Right Under Your Nose: YEAR 1 - Science- Explain

When the power goes off, Big Cuz, Nanna, Little J and Old Dog go to the beach. They use bread to catch hermit crabs, which in turn are used to catch a ‘bluebone’ fish. Big Cuz learns how to fish, Nanna makes a fire to cook the fish, and Little J finds a large clam shell to take to school the next day.

Explain - Use a range of methods to sort information, including drawings and provided tables and through discussion, compare observations with predictions

Theme - BEACH

Revisit Little J & Big Cuz, Episode 4 ‘Right Under Your Nose’, and draw students’ attention to what the beach is made of: Sand. Have students pose questions about what is sand and how it became the foundation of the beach.

Exploration of sand:

Bring to the class, three buckets: one bucket each of (beach) sand, soil, and different coloured pebbles. Lay a waterproof sheet on the floor and pour the soil bucket in a pile in the middle of the sheet. Label this pile as a ‘volcano’.

Tell a story to students about an age a long time before the dinosaurs roamed the earth, when the land had many volcanoes. Invite students to add to the story with information they know about volcanoes.

Continue the story by explaining how large boulders, rocks, and lava are spat out at the time of an eruption and run down to the sea before cooling. Use the bucket of stones/pebbles to illustrate the explosion and the lava trail flowing to the sea.

Explain that over time the sea washes back and forward over the rocks and the lava which touches the sea (take four pebbles in your hands and grind them back and forth). Explain how the boulders, rocks, and lava are ground down, washed, and scattered far and wide with tides before being deposited back on the shore line. Take the sand bucket and pour the sand around the edge of the sheet. View the video clip, What the Heck Is Sand?

“Sometimes the colour of a beach is not just dependent on hinterland geology, but also on organisms living in the water, says Daniel. Some Australian beaches are made up of the tiny fragments of broken up coral and the skeletal remains of sea-creatures.

 ‘Why are some beaches more golden than others?  Dr Richard Daniel, University of Adelaide,

Have students examine the sand closely and, if possible, look through a microscope to observe the different shapes and crystallisation of the grains. Invite students to suggest why we use the word ‘grain’ to describe sand. Look at various microscopic images of sand and have students draw and colour different shapes. Additional information can be found at:

Introduce students to Aboriginal stories and/or Torres Strait Islander stories of coloured sand, e.g. Coloured Sands (Noosa area, Qld.).

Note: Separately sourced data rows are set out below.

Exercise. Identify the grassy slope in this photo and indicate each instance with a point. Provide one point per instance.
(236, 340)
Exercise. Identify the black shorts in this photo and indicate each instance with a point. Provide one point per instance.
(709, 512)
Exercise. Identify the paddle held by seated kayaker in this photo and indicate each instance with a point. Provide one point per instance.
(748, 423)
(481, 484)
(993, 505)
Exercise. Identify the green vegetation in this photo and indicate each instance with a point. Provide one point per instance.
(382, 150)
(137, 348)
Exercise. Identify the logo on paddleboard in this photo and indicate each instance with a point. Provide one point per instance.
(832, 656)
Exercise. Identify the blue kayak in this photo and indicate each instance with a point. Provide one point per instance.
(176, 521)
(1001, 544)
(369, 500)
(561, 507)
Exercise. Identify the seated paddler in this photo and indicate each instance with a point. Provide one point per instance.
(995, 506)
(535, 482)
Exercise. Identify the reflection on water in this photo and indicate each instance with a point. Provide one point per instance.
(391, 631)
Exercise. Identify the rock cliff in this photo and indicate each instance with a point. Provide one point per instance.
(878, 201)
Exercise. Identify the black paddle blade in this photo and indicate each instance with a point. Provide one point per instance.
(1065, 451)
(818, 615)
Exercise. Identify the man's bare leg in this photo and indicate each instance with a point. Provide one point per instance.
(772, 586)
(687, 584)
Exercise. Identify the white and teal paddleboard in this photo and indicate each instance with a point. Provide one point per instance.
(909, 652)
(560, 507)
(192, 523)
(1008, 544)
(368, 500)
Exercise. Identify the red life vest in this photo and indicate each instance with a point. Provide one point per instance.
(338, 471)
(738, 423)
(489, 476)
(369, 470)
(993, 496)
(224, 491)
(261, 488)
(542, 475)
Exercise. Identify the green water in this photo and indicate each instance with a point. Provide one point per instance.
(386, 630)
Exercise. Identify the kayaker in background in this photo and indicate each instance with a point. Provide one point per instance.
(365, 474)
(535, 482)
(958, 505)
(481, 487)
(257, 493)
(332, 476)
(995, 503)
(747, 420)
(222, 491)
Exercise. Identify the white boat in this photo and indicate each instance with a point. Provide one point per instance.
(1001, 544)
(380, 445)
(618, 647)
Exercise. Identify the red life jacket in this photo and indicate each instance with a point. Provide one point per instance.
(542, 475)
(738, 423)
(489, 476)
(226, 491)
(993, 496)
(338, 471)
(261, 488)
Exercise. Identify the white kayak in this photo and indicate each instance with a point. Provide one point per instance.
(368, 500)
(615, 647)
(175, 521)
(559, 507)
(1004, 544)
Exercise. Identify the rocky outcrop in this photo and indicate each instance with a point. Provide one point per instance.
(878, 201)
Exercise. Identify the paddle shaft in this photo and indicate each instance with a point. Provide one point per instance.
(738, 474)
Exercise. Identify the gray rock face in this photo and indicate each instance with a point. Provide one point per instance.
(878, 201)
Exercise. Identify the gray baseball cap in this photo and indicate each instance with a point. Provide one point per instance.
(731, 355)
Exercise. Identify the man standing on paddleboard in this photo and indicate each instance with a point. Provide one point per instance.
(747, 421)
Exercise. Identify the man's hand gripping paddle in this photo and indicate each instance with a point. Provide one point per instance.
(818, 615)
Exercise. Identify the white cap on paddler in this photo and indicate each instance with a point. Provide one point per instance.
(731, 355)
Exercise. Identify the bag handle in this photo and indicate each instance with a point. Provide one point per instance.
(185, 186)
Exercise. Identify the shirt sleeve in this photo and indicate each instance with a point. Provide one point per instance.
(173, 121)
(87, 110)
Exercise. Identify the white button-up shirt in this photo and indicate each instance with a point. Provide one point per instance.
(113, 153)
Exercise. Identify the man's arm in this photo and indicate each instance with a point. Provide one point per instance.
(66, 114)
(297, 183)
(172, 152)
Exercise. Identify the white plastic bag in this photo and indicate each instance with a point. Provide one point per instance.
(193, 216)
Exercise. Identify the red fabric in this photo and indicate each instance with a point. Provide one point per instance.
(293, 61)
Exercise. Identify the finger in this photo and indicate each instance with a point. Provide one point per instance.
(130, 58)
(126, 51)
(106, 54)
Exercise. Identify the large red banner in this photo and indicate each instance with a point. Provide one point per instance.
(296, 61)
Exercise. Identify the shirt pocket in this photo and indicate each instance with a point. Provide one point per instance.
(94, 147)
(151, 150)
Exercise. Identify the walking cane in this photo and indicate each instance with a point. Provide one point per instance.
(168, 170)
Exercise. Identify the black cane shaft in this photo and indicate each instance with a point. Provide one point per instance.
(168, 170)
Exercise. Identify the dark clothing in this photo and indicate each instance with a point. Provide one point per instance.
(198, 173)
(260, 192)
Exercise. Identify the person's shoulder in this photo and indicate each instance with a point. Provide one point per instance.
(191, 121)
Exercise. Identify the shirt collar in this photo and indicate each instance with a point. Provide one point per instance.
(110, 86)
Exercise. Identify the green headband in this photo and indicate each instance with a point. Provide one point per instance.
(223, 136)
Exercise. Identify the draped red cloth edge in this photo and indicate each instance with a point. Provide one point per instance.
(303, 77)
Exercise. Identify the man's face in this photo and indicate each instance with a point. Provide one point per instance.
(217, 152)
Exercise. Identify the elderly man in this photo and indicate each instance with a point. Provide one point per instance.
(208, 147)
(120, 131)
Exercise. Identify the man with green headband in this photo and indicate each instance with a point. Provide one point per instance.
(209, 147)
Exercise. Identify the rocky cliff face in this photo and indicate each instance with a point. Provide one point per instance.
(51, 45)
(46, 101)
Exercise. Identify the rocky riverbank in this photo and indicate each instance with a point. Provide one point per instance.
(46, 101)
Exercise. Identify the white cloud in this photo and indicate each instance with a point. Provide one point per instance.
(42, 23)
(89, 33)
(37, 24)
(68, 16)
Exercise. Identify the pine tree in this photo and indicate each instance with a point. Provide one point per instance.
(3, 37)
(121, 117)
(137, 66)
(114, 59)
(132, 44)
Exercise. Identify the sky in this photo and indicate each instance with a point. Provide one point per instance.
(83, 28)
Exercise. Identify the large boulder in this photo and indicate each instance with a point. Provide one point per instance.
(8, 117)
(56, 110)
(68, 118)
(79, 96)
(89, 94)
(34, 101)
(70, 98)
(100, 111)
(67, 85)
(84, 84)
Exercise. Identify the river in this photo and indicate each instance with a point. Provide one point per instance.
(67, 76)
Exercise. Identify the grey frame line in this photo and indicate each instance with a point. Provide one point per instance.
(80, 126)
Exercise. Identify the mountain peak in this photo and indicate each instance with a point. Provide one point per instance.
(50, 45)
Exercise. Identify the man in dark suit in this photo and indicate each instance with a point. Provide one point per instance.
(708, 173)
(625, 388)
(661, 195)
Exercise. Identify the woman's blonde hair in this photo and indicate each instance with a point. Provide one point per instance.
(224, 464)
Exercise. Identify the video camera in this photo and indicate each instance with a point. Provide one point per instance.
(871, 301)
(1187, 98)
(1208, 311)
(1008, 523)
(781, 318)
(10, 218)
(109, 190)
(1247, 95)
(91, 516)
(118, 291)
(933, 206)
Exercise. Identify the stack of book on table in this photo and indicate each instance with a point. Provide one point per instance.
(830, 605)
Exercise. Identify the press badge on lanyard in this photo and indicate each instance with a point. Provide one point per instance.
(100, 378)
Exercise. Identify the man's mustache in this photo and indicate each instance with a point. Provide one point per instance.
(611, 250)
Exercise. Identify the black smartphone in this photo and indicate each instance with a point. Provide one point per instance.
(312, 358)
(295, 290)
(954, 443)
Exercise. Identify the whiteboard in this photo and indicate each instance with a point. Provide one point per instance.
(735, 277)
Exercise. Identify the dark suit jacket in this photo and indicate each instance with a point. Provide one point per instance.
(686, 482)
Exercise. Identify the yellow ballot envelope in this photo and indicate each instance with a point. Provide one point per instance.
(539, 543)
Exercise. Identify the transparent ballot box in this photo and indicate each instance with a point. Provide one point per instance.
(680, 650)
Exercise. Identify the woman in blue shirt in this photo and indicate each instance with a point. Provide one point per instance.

Other stories about the use of sand in culture, include:

  • James, M. & Paterson, W.  (2014). Nana dig in red sand.  Alice Springs, NT :  Honey Ant Readers
  • Oliver, N.  (1999). Sand swimmers: the secret life of Australia's dead heart.  Port Melbourne :  Lothian

Have students touch the pebbles and sand, and create a list of questions they are curious about sand (the what, how, and why questions), such as:

  • Why is sand different colours?
  • Why is sand different shapes and sizes?
  • What (industry) is sand used for?
  • How does sand assist the beach ecosystem?
  • Which animals make their home in the sand?
  • Which plants grow in sand?

Divide the class into smaller groups and allocate one question per group. Each group completes and presents a short report/poster presentation for the class. Each student enters their findings in their Science Journal together with images of the marine environment and animals that live in the beach ecosystem.